The second mechanism, Heavily Compressed Attention (HCA), applies an even more aggressive approach, compressing KV entries by 128 times and completely abandoning sparse selection. In this case, each query densely addresses all compressed blocks, as the resulting sequence becomes short enough that the dense attention algorithm does not require high computational costs. In the 61-layer V4-Pro architecture, layers zero to one use HCA, layers two to sixty alternate CSA and HCA, and the final MTP block works exclusively with the sliding window. Additional savings are achieved through storage formats: both branches use the FP8 format for most KV-cache entries and apply BF16 only for the dimensions of rotary positional encoding.
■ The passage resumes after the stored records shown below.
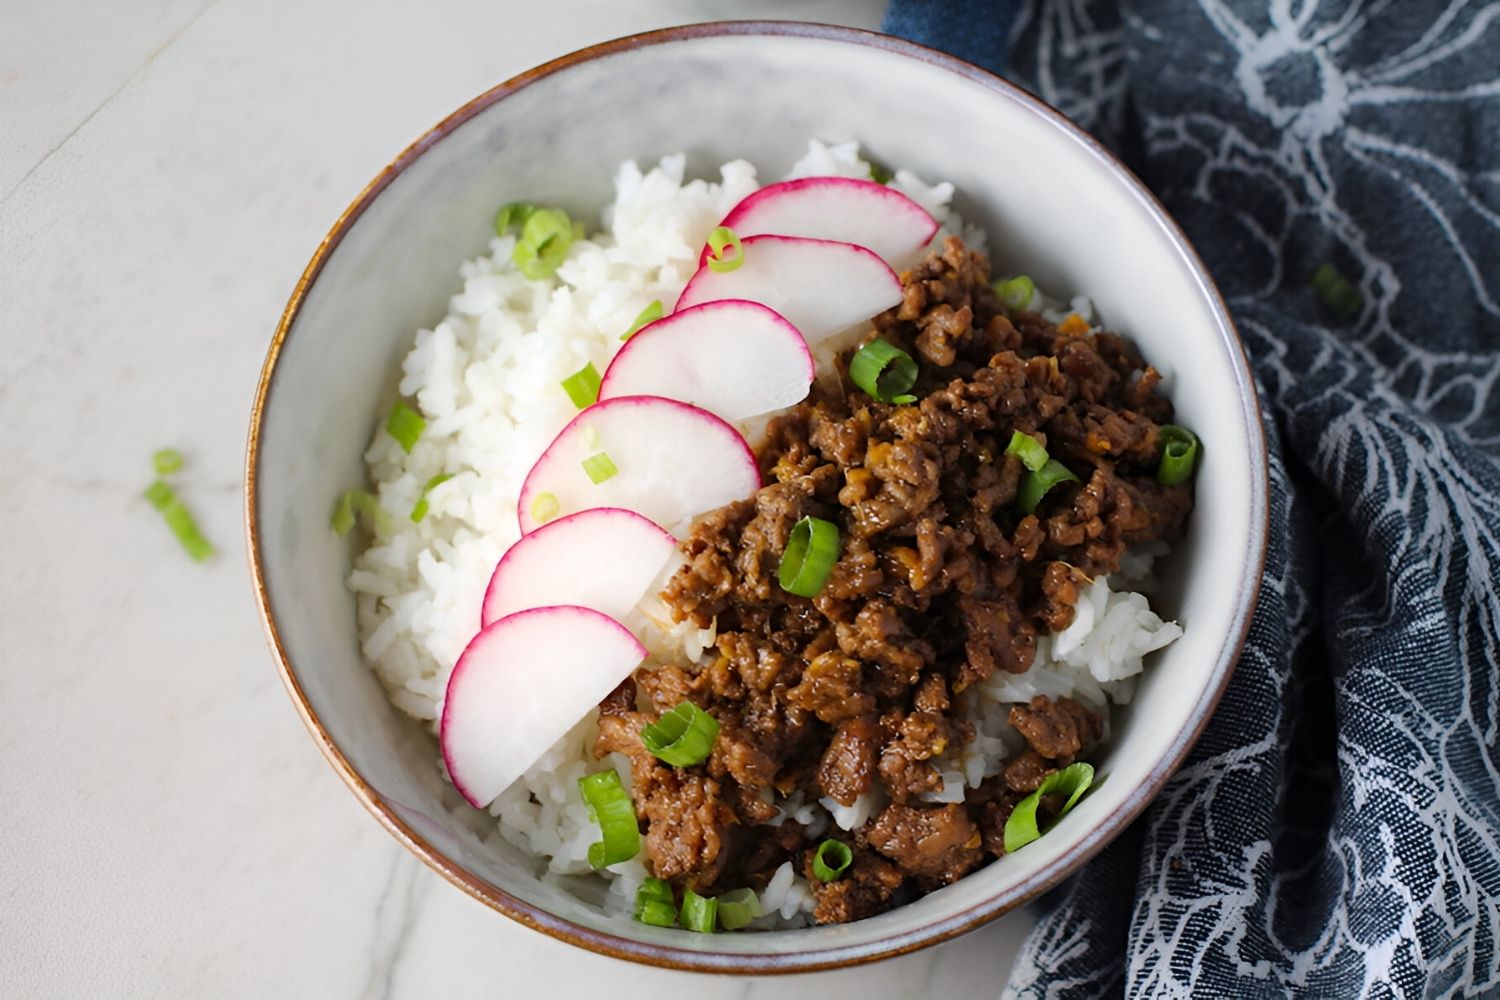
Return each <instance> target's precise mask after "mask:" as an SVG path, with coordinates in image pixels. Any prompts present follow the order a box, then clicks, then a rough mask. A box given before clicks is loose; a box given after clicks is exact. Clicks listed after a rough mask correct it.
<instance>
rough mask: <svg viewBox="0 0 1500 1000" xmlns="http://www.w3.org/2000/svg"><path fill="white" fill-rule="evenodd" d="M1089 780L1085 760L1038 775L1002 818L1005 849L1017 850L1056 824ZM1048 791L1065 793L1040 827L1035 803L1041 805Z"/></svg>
mask: <svg viewBox="0 0 1500 1000" xmlns="http://www.w3.org/2000/svg"><path fill="white" fill-rule="evenodd" d="M1091 784H1094V765H1086V763H1076V765H1068V766H1067V768H1064V769H1062V771H1053V772H1052V774H1050V775H1047V777H1046V778H1043V780H1041V784H1040V786H1037V790H1035V792H1032V793H1031V795H1028V796H1026V798H1025V799H1022V801H1020V802H1017V804H1016V808H1014V810H1011V816H1010V819H1007V820H1005V852H1007V853H1010V852H1014V850H1020V849H1022V847H1025V846H1026V844H1029V843H1032V841H1034V840H1037V838H1038V837H1041V835H1043V834H1046V832H1047V831H1049V829H1052V828H1053V826H1056V825H1058V820H1061V819H1062V817H1064V816H1067V814H1068V810H1071V808H1073V807H1074V805H1076V804H1077V802H1079V799H1080V798H1083V793H1085V792H1088V790H1089V786H1091ZM1050 795H1056V796H1068V799H1067V802H1064V804H1062V808H1061V810H1058V814H1056V816H1055V817H1053V819H1052V822H1050V823H1049V825H1047V829H1041V828H1040V826H1038V825H1037V807H1038V805H1041V801H1043V798H1044V796H1050Z"/></svg>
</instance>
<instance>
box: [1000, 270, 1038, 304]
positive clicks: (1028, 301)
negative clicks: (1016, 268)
mask: <svg viewBox="0 0 1500 1000" xmlns="http://www.w3.org/2000/svg"><path fill="white" fill-rule="evenodd" d="M993 288H995V294H996V295H998V297H999V300H1001V304H1002V306H1005V307H1007V309H1010V310H1011V312H1016V310H1019V309H1026V307H1029V306H1031V300H1032V297H1034V295H1035V294H1037V285H1035V282H1032V279H1029V277H1026V276H1025V274H1017V276H1016V277H1013V279H1010V280H1008V282H995V285H993Z"/></svg>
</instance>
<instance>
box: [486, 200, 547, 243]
mask: <svg viewBox="0 0 1500 1000" xmlns="http://www.w3.org/2000/svg"><path fill="white" fill-rule="evenodd" d="M535 210H537V207H535V205H532V204H531V202H526V201H511V202H508V204H504V205H501V207H499V211H496V213H495V235H505V229H508V228H510V226H513V225H516V226H523V225H526V219H529V217H531V213H534V211H535Z"/></svg>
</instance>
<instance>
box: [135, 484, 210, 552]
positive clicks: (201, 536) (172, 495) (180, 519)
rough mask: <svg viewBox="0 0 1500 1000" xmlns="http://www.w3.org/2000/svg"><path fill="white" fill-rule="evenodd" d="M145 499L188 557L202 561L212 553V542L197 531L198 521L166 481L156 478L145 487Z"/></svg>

In addition to hardware optimization of the attention mechanism, which is critically important for agent workflows, developers implemented specific solutions during the post-training phase. The previous V3.2 model preserved reasoning chains between rounds of tool application but reset them upon receiving a new user message, leading to the loss of accumulated context in multi-step sessions and requiring state reconstruction. The V4 architecture implements the preservation of the full reasoning content across user message boundaries in conversations containing tool calls. This means that the model continuously retains the entire history of its logical inferences throughout all stages of the agent's operation, including moments of receiving new input from the operator.